Change “covenant of grace” to “New Covenant,” and this thesis is correct.
19. In the history of redemption, baptism succeeded circumcision as the sign and seal of initiation.
There is no Scripture for this theory. Traditional covenantalism claims that in the new “administration of the covenant of grace,” baptism “replaces” circumcision. This is clearly false. Circumcision was a type fulfilled in New Covenant regeneration. Baptism also depicts regeneration, but it is assumed on the basis of a “credible profession of faith,” to have already happened, Even if the usual covenantalist theory were correct, the obvious differences between the OC and the New would preclude baptizing babies, as Paul Jewett (a covenantalist Baptist), argues.

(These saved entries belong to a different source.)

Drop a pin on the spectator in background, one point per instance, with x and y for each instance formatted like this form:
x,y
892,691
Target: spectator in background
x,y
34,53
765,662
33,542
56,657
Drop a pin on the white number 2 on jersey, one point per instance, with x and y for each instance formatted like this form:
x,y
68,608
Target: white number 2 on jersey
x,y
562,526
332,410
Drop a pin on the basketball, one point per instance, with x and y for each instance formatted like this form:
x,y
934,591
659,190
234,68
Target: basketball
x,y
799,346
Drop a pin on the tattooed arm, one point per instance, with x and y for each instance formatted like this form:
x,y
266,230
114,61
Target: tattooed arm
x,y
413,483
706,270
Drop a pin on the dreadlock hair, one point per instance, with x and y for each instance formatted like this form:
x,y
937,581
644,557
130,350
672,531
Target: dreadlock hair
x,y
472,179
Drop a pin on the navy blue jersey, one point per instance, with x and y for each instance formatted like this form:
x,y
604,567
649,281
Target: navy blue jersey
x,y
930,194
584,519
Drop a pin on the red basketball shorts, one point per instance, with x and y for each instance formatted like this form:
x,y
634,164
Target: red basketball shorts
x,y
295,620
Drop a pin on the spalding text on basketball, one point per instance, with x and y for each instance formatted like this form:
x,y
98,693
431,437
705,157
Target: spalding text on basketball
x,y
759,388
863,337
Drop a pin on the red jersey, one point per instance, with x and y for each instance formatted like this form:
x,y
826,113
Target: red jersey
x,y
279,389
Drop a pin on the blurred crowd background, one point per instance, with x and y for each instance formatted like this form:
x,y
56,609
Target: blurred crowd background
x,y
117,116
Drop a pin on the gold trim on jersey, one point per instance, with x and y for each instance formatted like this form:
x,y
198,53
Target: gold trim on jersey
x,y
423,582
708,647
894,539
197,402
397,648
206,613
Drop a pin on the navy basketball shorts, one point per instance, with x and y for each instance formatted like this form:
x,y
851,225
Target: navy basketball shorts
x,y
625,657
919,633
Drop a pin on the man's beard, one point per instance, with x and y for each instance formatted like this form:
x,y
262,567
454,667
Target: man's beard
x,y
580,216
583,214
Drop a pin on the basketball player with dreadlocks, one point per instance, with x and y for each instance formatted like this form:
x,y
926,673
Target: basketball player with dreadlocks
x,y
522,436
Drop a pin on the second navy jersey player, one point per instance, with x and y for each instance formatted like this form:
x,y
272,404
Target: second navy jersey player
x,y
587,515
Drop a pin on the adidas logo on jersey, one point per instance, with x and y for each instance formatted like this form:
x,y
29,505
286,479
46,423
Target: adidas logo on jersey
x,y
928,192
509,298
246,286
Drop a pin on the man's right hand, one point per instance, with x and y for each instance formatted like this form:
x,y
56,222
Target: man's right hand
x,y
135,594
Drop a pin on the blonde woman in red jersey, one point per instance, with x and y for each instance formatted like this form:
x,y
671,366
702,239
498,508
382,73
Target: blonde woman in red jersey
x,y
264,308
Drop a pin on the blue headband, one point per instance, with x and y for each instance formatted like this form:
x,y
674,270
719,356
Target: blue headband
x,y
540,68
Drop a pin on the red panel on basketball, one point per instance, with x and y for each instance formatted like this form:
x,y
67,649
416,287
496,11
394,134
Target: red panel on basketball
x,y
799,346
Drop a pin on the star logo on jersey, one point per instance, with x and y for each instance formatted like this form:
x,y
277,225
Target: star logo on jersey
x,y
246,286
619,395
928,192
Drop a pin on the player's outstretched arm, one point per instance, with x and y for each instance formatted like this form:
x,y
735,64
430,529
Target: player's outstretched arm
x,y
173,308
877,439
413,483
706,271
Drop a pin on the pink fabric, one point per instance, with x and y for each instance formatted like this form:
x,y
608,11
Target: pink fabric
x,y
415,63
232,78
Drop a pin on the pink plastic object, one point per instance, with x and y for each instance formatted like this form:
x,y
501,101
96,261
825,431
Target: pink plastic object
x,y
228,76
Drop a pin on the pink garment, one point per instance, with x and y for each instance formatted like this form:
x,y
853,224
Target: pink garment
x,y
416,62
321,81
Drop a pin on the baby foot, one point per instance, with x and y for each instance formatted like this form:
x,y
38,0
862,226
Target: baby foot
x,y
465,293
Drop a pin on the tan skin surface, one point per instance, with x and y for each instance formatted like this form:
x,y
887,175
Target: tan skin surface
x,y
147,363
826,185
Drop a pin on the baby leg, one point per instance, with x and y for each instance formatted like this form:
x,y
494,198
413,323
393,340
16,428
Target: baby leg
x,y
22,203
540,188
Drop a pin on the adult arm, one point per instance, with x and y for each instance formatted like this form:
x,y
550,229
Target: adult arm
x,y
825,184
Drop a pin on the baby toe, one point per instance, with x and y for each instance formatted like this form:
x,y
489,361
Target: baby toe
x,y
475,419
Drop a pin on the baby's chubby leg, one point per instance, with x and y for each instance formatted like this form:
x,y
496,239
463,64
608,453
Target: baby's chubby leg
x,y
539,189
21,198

The supposed symmetry of circumcision with baptism breaks down at many points, including the fact that the Apostles baptized believing women as well as males. Circumcision was abolished when the substantial reality succeeded the shadow, just as the Passover was, and for the same reason. It was not “replaced” within a larger general covenant. It was the mediaeval Catholics who argued that the Passover was “replaced” by the real sacrifice of the Mass, just as the Jewish priesthood was “replaced” by the sacrificing Christian priesthood. They even quote “Christ our Passover is sacrificed for us” to prove it (1 Cor 5:7). They also argued that baptism replaced circumcision, but had no covenantalist theory to support the claim.
In Colossians 2, Paul states that the circumcision of believers is “without hands” (verse 11) and therefore it cannot be baptism. Presbyterian J. Oliver Buswell claimed in his Systematic Theology that the term “circumcision of Christ” means “Christian circumcision,” and that this was baptism. But this makes verse 12 teach baptismal regeneration, and Catholics quote it for precisely that. But in verse 11, “circumcision of Christ” is the “circumcision without hands” of the same verse, or regeneration.
20. All baptized persons can be said to be in the covenant of grace in the broad sense. Not everyone who is baptized receives the substance or benefits of the covenant of grace.
The first proposition is the obverse of the assumption that the children of believers are to be baptized as members of the covenant. The “broad sense” is just the arbitrary extension of baptism to non-believers in a “covenant community,” or state-church (in, say, Zürich in the 1520s). There is no “broad sense” of inclusion in the New Covenant; one is either regenerate and in it, or unregenerate and not in it. Nobody is born a Christian.
The second proposition is formally correct, since baptism does not regenerate anyone, and hypocrites abound in every age and local church. Again, this thesis should be amended to read “New Covenant” instead of “covenant of grace.” The main value of the term “covenant of grace” is its propaganda effect. Who wants to deny that the New Covenant is a covenant “of grace”?
21. Baptism does not itself regenerate or necessarily unite the baptized to Christ.
But if this is true (which it is), what is it “sealing” in the case of a baby? If Theses 10, 11, 12, and 13 are correct, baptizing a baby is unintelligible. It is the arbitrary application of a biblical symbol to one to whom it cannot possibly apply. In the Bible, baptism is not a “promise.” It assumes a promise has been fulfilled in a reality received. No passage of Scripture suggests or allows otherwise.